Speaking of Rothstein, his former business partner arrived as the game-changer in last weeks episode, leaving this week to make good. Luckily she does at that. In fact, Margaret emerges as the star of the show in “Cuanto”, and it’s not hard to see why.
Having her and Nucky get drunk together for their first major scene in almost 2 years is a masterstroke of writing. While Nucky is obviously an old hand when it comes to boozing, he has a certain level of vulnerability when it comes to Margaret. This is readily apparent in his switching of tones throughout their scenes together, from calculatingly analytical, to casually opportunistic, to puppy dog sweet.
Margaret is even more fun to watch. With each glass of wine peeling away a layer of her usually proper demeanor, eventually we are left with the truest, and most fun, version of her character that we’ve ever seen. When she’s not busting Nucky’s balls and calling him a bastard, she’s stumbling into a passionate kiss with him. In the end, he gives her the sell like you might expect but not in the way you might expect–instead of trying to pull her strings, he speaks to her like an equal, and when it comes time to take advantage of the situation, he instead sets her up with her own quarters. The chemistry and candor in these scenes give us the most passion we’ve seen from these characters in years, and mark probably the best moments of this season thus far.
But what’s the trade-off for such a loaded barrel of fun? Unfortunately, the answer comes in the form of Sally, and her ill-fated business dealings in Cuba. As the region grows increasingly more unstable, a curfew is put into effect by the military and when Sally runs afoul of it she makes the poor choice of first trying to charm her way out, and then trying to bribe her way out. As the scene escalates, the sense of dread becomes palpable, and when the renegade bullet of a trigger happy soldier cuts her down, it is only the echo of a foregone conclusion. For now, Nucky is safe from this troubling information but when it comes to his attention, this house of cards is going to start looking mighty unstable
In some other ways, it’s already coming down. When Luciano takes a stroll through Chicago to meet up with Capone, he recognizes “George Mueller” as the prohibition agent that interrogated him and Jimmy Darmody a decade ago. This revelation leads to the closest shave that Van Alden has somehow scraped out of yet. The intensity of the sequence when Al Capone has him kneel down to receive a gun in the mouth is as disturbing as it is uncomfortably humorous. Between Van Alden mumbling around the gun in his mouth and Capone’s mad-capping antics belied by moments of gruesome violence, a lot of this episode plays out like a 1930s version of Goodfellas.

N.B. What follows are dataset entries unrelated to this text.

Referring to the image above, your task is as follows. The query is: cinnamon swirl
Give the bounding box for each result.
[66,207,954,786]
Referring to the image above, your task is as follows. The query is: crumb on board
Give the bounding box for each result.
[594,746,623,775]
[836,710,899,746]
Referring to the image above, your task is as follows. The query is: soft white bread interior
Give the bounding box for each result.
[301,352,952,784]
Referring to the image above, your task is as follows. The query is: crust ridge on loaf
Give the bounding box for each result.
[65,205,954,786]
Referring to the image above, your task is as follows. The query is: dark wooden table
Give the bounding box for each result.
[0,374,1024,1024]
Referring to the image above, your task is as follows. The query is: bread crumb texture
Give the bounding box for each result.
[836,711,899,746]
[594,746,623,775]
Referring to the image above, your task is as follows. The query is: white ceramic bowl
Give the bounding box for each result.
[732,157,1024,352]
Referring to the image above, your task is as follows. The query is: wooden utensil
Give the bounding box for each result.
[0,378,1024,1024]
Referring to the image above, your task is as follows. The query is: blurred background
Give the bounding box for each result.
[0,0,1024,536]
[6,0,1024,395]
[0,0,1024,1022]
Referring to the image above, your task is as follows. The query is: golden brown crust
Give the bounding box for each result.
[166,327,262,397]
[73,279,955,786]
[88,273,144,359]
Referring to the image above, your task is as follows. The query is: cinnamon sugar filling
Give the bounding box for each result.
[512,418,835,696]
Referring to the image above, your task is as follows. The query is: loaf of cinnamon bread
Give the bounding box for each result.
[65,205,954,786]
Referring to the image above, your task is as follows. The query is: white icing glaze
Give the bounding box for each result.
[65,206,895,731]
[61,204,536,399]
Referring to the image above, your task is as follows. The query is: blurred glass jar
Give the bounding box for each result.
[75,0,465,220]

The flashback sequences reach their best plot line yet as Nucky and Eli offer developments in spades through their younger selves. Eli challenges Nucky one minute and looks up to him the next, while Nucky trades between bitter resentment for the family he was born to and the growing acceptance of the corruption that the rich and powerful breed, and how he might come to exploit them.

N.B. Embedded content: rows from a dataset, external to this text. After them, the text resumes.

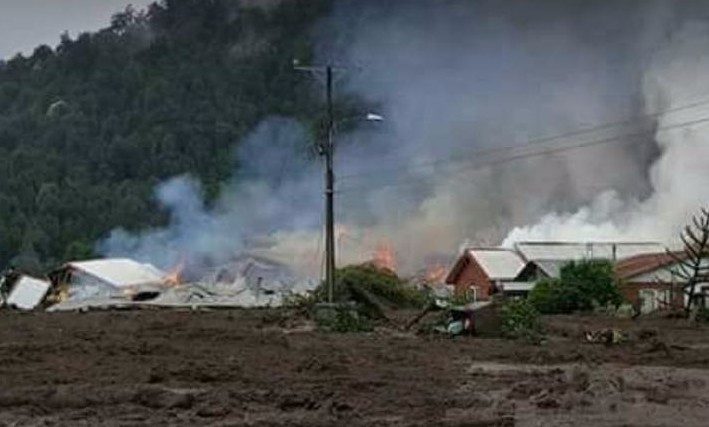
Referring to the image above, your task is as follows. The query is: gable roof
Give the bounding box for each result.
[65,258,166,288]
[515,242,664,261]
[466,248,524,280]
[615,252,686,280]
[515,259,569,281]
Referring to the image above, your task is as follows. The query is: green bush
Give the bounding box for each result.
[316,265,428,308]
[500,299,542,343]
[529,260,623,314]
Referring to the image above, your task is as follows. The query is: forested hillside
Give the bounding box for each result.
[0,0,329,269]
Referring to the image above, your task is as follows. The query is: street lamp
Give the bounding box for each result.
[293,60,384,305]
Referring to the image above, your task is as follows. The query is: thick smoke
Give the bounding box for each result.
[101,0,709,278]
[99,118,321,274]
[316,1,709,265]
[505,22,709,244]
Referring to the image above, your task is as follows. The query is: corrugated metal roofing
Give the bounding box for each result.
[502,282,537,292]
[515,242,664,261]
[615,252,686,280]
[67,258,166,288]
[468,248,524,280]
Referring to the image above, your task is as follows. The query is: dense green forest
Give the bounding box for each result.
[0,0,329,270]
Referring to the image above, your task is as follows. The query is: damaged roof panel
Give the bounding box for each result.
[468,248,524,280]
[66,258,166,288]
[7,276,50,310]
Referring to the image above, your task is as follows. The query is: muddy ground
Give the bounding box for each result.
[0,310,709,426]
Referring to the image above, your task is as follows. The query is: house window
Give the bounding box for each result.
[463,285,478,302]
[638,289,670,313]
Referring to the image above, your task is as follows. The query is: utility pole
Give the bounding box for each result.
[294,61,335,304]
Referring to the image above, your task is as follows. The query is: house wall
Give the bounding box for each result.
[620,281,683,308]
[451,258,492,301]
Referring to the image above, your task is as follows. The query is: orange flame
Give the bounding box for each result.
[163,257,186,286]
[426,263,448,283]
[373,242,396,271]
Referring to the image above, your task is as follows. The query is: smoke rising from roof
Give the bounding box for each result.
[100,0,709,278]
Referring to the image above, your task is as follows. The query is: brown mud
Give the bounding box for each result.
[0,310,709,427]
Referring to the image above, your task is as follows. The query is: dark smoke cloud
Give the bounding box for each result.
[102,0,709,278]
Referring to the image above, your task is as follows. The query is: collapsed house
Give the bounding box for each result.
[42,255,315,311]
[47,258,167,310]
[145,255,316,308]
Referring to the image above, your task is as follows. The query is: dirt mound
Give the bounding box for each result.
[0,310,709,426]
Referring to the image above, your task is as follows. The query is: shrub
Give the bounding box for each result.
[316,264,428,308]
[500,299,542,343]
[529,260,623,314]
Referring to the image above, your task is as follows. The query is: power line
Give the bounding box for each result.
[338,98,709,182]
[338,111,709,193]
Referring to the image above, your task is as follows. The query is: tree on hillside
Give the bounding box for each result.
[667,208,709,314]
[0,0,334,272]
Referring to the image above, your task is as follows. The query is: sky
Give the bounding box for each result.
[0,0,153,59]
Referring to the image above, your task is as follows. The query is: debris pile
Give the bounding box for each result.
[0,255,315,311]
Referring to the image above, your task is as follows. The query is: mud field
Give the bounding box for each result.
[0,311,709,426]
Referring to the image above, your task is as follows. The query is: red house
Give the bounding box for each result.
[615,252,688,313]
[445,248,525,301]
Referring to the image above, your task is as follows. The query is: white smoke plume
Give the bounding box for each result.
[100,0,709,274]
[505,22,709,244]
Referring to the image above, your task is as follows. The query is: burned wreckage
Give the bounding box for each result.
[0,255,315,311]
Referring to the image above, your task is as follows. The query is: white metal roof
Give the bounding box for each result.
[515,242,664,261]
[502,282,536,292]
[7,276,49,310]
[468,248,524,280]
[67,258,166,287]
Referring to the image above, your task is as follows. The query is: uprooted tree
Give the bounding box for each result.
[667,208,709,314]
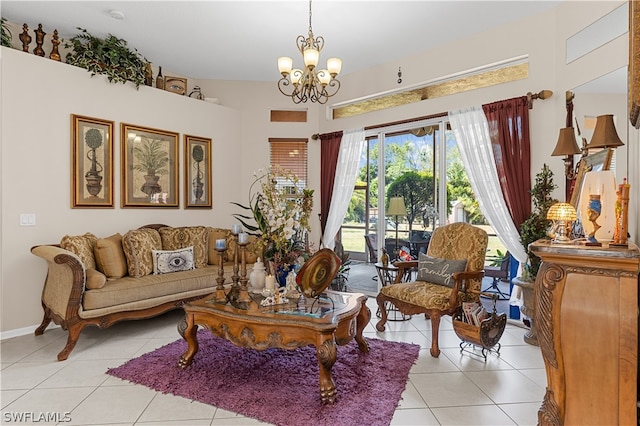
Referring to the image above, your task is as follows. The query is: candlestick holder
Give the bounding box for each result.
[238,241,251,303]
[609,178,630,248]
[213,247,227,305]
[585,194,602,246]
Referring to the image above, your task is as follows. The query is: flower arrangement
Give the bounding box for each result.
[232,167,313,280]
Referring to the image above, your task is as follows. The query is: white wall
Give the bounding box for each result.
[0,1,640,332]
[0,47,242,332]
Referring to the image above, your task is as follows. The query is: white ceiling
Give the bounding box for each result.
[1,0,563,81]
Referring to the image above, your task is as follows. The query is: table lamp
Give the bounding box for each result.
[547,203,578,244]
[385,197,407,259]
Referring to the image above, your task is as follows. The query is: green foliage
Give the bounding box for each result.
[387,171,434,231]
[520,164,558,279]
[0,18,12,47]
[64,27,148,89]
[133,138,169,175]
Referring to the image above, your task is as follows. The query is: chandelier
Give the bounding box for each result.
[278,0,342,104]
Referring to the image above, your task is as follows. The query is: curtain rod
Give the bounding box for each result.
[311,90,553,141]
[527,90,553,109]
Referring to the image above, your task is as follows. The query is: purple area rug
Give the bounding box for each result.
[107,330,420,426]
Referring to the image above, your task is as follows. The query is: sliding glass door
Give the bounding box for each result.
[341,117,500,261]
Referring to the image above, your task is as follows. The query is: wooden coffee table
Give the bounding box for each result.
[178,291,371,404]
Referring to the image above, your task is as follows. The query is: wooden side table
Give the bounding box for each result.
[529,240,640,425]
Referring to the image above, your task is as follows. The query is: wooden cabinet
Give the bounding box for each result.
[530,240,640,425]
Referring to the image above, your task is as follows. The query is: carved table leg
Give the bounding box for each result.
[316,336,337,404]
[356,300,371,352]
[178,314,198,368]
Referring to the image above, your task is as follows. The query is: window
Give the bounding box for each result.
[269,138,307,192]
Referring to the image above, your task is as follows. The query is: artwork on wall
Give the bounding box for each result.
[71,114,114,209]
[184,135,212,209]
[120,123,180,208]
[570,148,613,209]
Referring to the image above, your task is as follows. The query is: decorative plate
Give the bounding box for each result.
[296,248,340,297]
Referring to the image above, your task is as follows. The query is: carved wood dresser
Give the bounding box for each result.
[530,240,640,425]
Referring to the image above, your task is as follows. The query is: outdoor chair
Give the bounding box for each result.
[482,252,511,300]
[376,222,488,357]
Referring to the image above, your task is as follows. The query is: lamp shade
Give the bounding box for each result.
[587,114,624,149]
[387,197,407,216]
[547,203,578,222]
[551,127,580,157]
[578,170,617,242]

While “Cuanto” is a marked improvement from last week, one can’t help but worry for the overstuffed narrative at this point. With so many plates in the air, and the amount of time and effort it has taken to re-establish the characters after a seven year time jump, it’s difficult not to wonder why so much time is being seemingly wasted. From Chalky’s storyline last week, to the uneventful Nucky and Kennedy plot, to the questionable merit of the flashback scenes, this season seems to be stopping to smell the flowers even as it bleeds out from its wounds.
There’s a lot to be resolved in the next four weeks, and with overwhelming levels of suspicion and desperation developing between these many disparate characters, the only thing that can really be assessed for the final four is the shadow of the looming guillotine and the unquestionable fact that heads are about to roll.